Using read.table(), open the worms dataset that you used in problem set 2 and assign it to a data frame called worms.

Solve each problem below with a single command. Simply display the results for each; do not assign the results to a new object. For each of these, you are trying to extract data from worms, so what you display in most cases (except 25–27, 31) will be a data frame. For all but problems 25–27 and 31, your command should be in the form of worms[rows, columns], where you substitute values for rows and columns as necessary. Answers to 25–27 and 31 should be vectors. To repeat, we want to see the data that corresponds to particular conditions, not the indices of rows or columns that match particular conditions.

Particular rows

Perform the following using $ notation. Do not use attach().

1. Get all rows where the soil pH is 4.0.

2. Get all rows where the vegetation is Arable.

3. Get the rows named Ashurst. Get these by name and the rownames() command, but do not embed the row number as a magic number.

4. Get all rows where the slope is greater than 8.

5. Get all rows that are not damp.

6. Get all rows that have an area less than or equal to 2.

7. Get all rows where worm density is not equal to 4.

8. Get all rows where the vegetation is Grassland or Arable. Hint: use | to handle the logical or. On a Mac keyboard, this is on the backslash key, just above the Return key.

9. Get all rows where area is greater than or equal to 3 and slope is greater than or equal to 2. Hint: use & for the logical and.

10. Get all rows where the vegetation is Grassland and the soil is damp.

For problems 11–20, repeat problems 1–10 after running the attach() command on worms. Do not use $ notation and do not use row numbers. When you have finished problems 11–20, detach the worms data frame.

Do the following with row number notation. Do not use $ signs and do not use attach(). Use c() only if necessary.

21. Get rows one to ten.

22. Get rows 1 to 5 and row 9.

23. Get all rows except the first. Your answer should not presume knowledge of how many rows there are in the data frame. Hint: the simplest answer involves a minus sign.

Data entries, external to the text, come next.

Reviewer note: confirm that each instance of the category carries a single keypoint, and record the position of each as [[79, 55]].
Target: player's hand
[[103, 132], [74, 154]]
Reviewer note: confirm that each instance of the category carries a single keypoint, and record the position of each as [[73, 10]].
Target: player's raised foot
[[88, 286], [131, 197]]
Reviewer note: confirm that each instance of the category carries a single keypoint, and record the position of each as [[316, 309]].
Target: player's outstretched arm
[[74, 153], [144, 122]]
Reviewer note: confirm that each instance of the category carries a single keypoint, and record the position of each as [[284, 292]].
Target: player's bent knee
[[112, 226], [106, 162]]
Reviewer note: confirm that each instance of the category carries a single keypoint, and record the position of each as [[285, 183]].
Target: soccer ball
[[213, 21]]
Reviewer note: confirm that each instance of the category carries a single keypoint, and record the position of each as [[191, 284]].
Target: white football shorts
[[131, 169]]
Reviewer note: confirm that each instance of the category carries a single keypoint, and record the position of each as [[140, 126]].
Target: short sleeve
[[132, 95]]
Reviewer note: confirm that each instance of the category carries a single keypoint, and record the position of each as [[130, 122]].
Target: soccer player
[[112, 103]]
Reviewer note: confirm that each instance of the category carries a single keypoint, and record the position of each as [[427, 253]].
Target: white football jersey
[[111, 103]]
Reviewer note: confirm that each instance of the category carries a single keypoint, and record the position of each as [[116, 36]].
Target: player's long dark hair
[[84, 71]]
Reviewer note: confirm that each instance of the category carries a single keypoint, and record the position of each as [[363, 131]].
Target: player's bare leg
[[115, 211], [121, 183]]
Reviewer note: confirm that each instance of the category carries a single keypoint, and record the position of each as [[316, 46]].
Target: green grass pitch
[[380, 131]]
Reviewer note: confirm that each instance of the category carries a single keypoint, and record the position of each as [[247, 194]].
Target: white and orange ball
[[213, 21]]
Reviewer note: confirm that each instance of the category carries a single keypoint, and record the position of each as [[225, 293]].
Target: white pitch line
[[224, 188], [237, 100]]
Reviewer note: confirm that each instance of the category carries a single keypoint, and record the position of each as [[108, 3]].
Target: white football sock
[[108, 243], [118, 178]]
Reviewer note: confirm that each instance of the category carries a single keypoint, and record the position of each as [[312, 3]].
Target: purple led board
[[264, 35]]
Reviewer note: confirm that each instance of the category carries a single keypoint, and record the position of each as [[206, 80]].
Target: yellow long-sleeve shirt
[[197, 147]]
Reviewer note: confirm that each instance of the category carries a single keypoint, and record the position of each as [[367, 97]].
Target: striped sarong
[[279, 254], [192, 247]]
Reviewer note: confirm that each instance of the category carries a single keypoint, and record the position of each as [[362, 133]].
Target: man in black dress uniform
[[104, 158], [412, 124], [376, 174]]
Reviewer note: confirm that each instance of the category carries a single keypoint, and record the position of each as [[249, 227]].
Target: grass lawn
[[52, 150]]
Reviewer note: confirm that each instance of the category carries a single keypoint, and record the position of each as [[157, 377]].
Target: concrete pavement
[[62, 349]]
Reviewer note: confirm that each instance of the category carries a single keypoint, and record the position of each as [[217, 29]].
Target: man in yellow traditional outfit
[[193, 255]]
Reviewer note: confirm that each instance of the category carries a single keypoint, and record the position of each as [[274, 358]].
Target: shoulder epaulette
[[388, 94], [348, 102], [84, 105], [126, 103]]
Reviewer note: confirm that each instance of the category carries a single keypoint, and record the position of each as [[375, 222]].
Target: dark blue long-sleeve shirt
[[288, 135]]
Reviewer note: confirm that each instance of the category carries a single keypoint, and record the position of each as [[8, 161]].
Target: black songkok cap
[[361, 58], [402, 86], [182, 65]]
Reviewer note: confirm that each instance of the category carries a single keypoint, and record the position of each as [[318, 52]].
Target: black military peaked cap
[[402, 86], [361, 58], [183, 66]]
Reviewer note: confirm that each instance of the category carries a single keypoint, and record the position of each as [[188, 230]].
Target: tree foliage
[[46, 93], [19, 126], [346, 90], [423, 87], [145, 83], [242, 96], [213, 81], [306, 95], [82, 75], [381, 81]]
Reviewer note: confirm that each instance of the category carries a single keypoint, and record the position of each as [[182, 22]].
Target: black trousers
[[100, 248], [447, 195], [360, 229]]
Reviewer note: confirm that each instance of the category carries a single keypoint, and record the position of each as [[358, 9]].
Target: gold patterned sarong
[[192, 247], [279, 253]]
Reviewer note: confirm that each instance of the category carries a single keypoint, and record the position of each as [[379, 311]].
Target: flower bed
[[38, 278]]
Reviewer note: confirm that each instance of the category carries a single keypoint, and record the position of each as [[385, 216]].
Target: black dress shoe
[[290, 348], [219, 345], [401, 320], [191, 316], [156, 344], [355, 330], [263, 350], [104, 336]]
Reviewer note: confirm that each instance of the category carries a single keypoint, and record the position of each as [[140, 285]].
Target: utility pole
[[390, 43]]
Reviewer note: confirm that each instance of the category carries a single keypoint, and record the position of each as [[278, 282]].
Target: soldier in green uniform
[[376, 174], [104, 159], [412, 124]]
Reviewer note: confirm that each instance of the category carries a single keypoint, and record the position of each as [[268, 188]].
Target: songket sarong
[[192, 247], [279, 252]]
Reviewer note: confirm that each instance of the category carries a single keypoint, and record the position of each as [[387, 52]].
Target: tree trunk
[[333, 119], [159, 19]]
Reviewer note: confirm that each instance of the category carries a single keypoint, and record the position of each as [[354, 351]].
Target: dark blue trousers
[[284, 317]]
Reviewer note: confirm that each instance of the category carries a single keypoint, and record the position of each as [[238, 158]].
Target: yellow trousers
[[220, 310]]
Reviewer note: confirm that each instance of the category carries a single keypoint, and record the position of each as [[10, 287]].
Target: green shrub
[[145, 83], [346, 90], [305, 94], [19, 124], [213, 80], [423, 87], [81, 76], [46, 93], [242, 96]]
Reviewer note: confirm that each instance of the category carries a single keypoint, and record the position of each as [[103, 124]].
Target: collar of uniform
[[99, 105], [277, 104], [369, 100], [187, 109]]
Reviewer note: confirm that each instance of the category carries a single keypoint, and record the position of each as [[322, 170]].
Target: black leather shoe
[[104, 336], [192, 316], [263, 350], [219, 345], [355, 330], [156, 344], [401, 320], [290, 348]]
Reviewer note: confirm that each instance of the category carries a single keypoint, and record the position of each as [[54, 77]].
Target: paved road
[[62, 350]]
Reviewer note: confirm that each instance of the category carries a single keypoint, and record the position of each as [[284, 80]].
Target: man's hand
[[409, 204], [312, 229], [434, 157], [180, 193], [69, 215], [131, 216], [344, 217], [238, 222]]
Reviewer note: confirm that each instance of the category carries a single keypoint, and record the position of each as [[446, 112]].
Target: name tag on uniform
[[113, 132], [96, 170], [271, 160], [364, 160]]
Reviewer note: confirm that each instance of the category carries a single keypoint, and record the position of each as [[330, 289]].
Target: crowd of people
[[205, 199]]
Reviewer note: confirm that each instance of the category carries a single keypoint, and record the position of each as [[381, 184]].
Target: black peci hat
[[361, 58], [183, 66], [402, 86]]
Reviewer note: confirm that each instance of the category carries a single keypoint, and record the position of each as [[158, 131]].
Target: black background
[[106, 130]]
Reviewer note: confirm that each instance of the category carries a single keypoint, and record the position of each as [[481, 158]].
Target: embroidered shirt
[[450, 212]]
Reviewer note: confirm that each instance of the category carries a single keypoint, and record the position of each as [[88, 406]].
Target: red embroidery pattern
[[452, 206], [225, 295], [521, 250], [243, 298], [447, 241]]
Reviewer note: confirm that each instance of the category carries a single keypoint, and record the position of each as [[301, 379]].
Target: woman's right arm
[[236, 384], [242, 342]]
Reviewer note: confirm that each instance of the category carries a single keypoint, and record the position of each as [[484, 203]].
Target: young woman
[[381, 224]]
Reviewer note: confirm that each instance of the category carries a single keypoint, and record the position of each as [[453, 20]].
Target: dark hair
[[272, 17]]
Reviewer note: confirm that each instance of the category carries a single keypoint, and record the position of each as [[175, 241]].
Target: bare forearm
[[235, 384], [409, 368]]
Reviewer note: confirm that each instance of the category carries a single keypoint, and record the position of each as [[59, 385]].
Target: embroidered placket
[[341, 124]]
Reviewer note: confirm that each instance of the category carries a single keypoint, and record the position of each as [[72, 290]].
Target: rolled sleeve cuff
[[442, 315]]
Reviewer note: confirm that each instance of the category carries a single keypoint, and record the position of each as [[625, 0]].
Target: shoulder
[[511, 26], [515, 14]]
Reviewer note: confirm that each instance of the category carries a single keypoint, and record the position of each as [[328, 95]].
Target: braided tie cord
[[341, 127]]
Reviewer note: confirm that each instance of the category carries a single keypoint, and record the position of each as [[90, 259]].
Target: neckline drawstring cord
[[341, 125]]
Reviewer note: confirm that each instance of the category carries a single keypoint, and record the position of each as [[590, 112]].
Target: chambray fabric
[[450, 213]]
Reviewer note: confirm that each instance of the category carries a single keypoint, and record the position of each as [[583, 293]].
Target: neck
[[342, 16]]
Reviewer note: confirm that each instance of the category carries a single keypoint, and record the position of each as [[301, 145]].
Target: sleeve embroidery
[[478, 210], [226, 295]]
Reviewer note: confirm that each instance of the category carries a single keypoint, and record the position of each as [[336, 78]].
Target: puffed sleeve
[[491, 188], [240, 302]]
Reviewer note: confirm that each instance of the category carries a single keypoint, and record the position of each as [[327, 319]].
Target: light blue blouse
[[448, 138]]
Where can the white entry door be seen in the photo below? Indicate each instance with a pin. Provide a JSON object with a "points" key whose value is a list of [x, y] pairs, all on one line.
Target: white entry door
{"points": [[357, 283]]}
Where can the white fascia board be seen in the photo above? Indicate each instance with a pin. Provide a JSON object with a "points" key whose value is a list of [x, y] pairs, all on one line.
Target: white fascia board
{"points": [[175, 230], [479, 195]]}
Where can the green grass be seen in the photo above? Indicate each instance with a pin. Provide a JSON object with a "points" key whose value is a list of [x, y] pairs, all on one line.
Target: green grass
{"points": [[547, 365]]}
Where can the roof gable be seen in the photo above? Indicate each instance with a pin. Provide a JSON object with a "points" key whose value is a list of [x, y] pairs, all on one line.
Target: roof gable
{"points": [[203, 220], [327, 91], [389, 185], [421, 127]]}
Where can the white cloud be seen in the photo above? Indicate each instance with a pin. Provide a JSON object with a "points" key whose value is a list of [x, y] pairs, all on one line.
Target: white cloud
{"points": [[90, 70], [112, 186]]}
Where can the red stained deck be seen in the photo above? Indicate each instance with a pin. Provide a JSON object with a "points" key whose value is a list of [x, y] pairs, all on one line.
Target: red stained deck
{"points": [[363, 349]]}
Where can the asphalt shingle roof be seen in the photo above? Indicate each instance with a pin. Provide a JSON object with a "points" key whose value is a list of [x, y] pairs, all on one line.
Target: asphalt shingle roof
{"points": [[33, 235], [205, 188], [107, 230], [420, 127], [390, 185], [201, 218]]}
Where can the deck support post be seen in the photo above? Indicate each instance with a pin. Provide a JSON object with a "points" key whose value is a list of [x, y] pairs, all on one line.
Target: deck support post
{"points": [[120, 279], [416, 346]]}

24. Get all rows except 10–15, with the same restrictions as problem 23.

Particular columns

Do questions 25–27 with $ notation. Do not use attach().

25. Get the Damp column.

26. Get the Vegetation column.

27. Get the Area column.

Do questions 28–31 with column number notation. Do not use $ signs or attach().

28. Get columns 2 through 4.

29. Get columns 2 and 4 (but not 3).

30. Get all columns except column 5. Your answer should not presume to know how many columns there are in this data frame. Hint: you solved a similar problem when accessing rows.

31. Get all the row names.

Combinations of specified rows and columns

For questions 32–36, use logical operations to find particular rows; do not specify row numbers. Do not use attach().

32. Get columns 2 and 4 for the rows for which area is greater than 4.

33. Get columns 1 and 6 for the cases in which the vegetation is Grassland.

34. Get columns 4 and 6 for the cases in which the area is greater than 2 and the ground is not damp.

35. Get columns 1 and 2 for which the vegetation is not Grassland.

36. Get all columns except column 3 for which the vegetation is not Meadow.

Turn in your R commands needed for this problem sets, but do not send any of the data set files, as I already have them. Add a comment before each answer indicating the question number (e.g., # 21), with a blank line before (but not after) the comment. In other words, there should be a blank line, then a comment with the problem number, and then a command with your solution. E-mail your commands file to Steven Holland, following all the standard instructions. This problem set is due 11 September.